Hierarchical and modular design, by the way, already operate on these sorts of principles (in theory). They’re just rules of thumb, or design patterns, laid on top of the more foundational concepts. The closer we get to the foundational principles in play, the more we can take this sort of thinking and apply it along every interaction surface in a design, and the more we can move from black art to science in designing networks that work.

Architect or Designer?

Are you an architect or designer? What’s the difference? A reader asked this last week in email — my (probably) less than perfect response.

First, we have to dispense with this objection — network people aren’t “architects” in the first place. Nor are they “engineers.” Okay, so… A challenge: what else would you call someone who designs and builds things? When someone says, “You’re not a real architect, because you don’t build buildings, and you’re not held responsible for your work,” I tend to reply, “Why are you talking to me if I don’t exist?”

I’ve probably spent a lot more time than most people thinking about what the difference between design and architecture is, as it was a major issue when the CCDE and CCAr were split into two certifications (long ugly story — but then again, whenever marketing is involved, it normally is). With the help of some psychos (psychometricians, actually, but saying you worked with psychos for seven years to develop certification just sounds cooler somehow), we came up with some differentiators that I think are useful.

The difference is in focus, not task — the designer focuses on a solution to a narrower engineering problem, the architect focuses on a solution set to solve a business problem. To put it a different way, network designers focus on the seam between technologies, while network architects focus on the seam between people (or business) and technology.

To give some practical examples…

The network designer pushes back on technology choices; the network architect pushes back on the business itself. To put this another way, the network designer tries to understand what the business is trying to do; the network architect tries to get in front of where the business is going. This is why the CCDE is a practical in a lab, but the CCAr is an actual encounter with “a customer.” Candidates who don’t push back aren’t supposed to pass the CCAr.

The network designer looks at a technology toolbox and asks, “what fits?” The network architect looks at the underlying problem space, and says, “what sort of tool would fit here?” Once figuring out the shape of the tool, the architect can then go out and find the tool, rather than getting trapped in the current toolbox. For instance, I expect a designer to know when to implement EIGRP and when to implement IS-IS. I expect an architect to look at the problem and say, “this requires a control plane with characteristic x,” then to go find out what those solutions are, rather than assuming a tool he already knows is the right one.

The network designer can explain the idea, the network architect can sell it.

The network designer asks, “how can I build a fabric with 5 9’s of reliability?” The network architect asks, “based on these requirements, we need a fabric with 5 9’s of reliability,” or even, “I know what you read in a magazine on a plane, or what you received from someone in email, but we really don’t need 5 9’s of reliability, and here’s why…”

When looking for an architecture, I’m looking for goals that can be and are broken into smaller parts, and why those goals are important to the business.
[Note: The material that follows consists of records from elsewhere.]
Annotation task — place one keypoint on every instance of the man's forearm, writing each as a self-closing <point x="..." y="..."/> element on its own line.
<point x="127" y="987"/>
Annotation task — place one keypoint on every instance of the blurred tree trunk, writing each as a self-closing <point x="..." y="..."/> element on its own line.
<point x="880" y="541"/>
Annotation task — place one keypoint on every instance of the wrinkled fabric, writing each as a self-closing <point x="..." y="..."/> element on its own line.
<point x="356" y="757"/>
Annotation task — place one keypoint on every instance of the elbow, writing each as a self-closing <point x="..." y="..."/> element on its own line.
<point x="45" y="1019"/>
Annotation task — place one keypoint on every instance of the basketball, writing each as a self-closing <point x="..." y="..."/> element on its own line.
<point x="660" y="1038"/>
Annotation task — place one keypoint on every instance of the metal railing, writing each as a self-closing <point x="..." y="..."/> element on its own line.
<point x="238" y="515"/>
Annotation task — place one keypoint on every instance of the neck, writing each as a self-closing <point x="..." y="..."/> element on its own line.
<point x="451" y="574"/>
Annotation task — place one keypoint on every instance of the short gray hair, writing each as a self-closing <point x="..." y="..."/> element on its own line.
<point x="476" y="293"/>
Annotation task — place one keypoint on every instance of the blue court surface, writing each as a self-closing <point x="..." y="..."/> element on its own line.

I don’t want to solve the goals, I want to know what they are. When looking for a design, I’m looking for how to solve the goals.

In reality, most network architects can do design — they wouldn’t be very useful if they couldn’t. But if you want to move from being a designer to being an architect, you need to learn to push back and to challenge, to see the shape of a technology that’s needed rather than just choosing something you know, and you need to ask why rather than how.

To truly cross into the architecture world, the designer needs to cross the boundary between technology and people.